Funny story . . .
One evening, we were sitting in the living room, and we heard chirping in the chimney. It sounded like birds. We’ve had birds in the chimney before. To get them out, I would open the flue, allow the birds to fly out, capture them with a blanket, and release them outside.
So, you can imagine my surprise when we saw three baby raccoons fall into the fire pit instead of birds! I knew if there were baby raccoons, the momma was close behind. As we quickly closed the glass fireplace door and held it shut, sure enough, the momma raccoon popped her head out, grunting to her babies as they squealed for their momma.
I was panicked. All I could think about was the amount of damage the raccoons could cause if they got into our house. The fireplace glass door did not have a latch, so it would have been very easy for the raccoon to push it open. To keep the door closed, my daughter and I sat with our backs to the door so it could not be opened.
We knew we needed help, but whom do you call? Come to find out, there is not a listing for raccoon removal from a fireplace. So, we started the enormous job of finding someone who could help. This happened on a Sunday night, which meant that most businesses were closed. We called the police, but apparently, raccoons in your living room are not a crime, so they won’t come. We called DNR, but they didn’t seem concerned because they felt the momma and her babies would eventually disappear.
We tried calling the local pest control, but their phones went to voicemail. After trying to call ten different companies, I called the police back. In my most panicked voice, I said they needed to bring their guns and shoot raccoons, NOW! I don’t know if it was from the panic in my voice or that I mentioned guns and shooting raccoons in the same sentence. Still, the police department finally took me seriously and called someone for me.

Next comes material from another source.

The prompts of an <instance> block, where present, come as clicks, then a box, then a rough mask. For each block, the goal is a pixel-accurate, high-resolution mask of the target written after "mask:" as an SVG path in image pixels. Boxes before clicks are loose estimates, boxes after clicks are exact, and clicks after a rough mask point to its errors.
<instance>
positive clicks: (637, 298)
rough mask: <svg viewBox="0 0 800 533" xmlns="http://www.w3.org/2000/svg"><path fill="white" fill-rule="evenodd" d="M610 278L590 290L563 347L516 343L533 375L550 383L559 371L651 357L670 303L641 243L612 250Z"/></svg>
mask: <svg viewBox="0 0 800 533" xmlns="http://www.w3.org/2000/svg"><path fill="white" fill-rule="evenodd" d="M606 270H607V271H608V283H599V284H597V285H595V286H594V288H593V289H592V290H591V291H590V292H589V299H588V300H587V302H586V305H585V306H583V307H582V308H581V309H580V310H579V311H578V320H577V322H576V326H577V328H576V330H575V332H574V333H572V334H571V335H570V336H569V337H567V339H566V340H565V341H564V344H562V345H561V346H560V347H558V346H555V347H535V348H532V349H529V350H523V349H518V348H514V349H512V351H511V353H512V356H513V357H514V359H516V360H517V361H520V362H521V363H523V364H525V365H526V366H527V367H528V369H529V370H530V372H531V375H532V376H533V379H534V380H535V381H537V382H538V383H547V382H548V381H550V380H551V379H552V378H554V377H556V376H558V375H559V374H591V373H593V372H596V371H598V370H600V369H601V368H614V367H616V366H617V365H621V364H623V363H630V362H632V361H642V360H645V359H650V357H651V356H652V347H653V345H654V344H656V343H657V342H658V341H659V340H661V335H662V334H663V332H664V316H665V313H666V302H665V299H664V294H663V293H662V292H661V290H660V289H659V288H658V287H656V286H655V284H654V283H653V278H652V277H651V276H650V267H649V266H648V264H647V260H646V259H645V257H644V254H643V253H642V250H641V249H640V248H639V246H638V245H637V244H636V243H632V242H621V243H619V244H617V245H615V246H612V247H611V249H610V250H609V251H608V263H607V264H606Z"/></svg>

Shortly after my conversation with the police, we got a call from someone that could help. He told us to barricade the door, cover it with a blanket, and leave the room. This would allow the momma to feel safe enough to get the babies out. After securing the fireplace door, we did what any typical family would do in this situation; we went out for Chinese. An excellent plan of action when there is a family of raccoons in your fireplace.
When we came home, we noticed that the fireplace was quiet. Momma was not grunting, and the babies were not crying. So, either it was because:
- momma got the babies out.
- the babies were sleeping, or
- momma was waiting at the glass door for an opportunity to scare us.
The good news was we received a call at 8:00 am the following day, and the raccoons were out of the chimney by 10:00 am.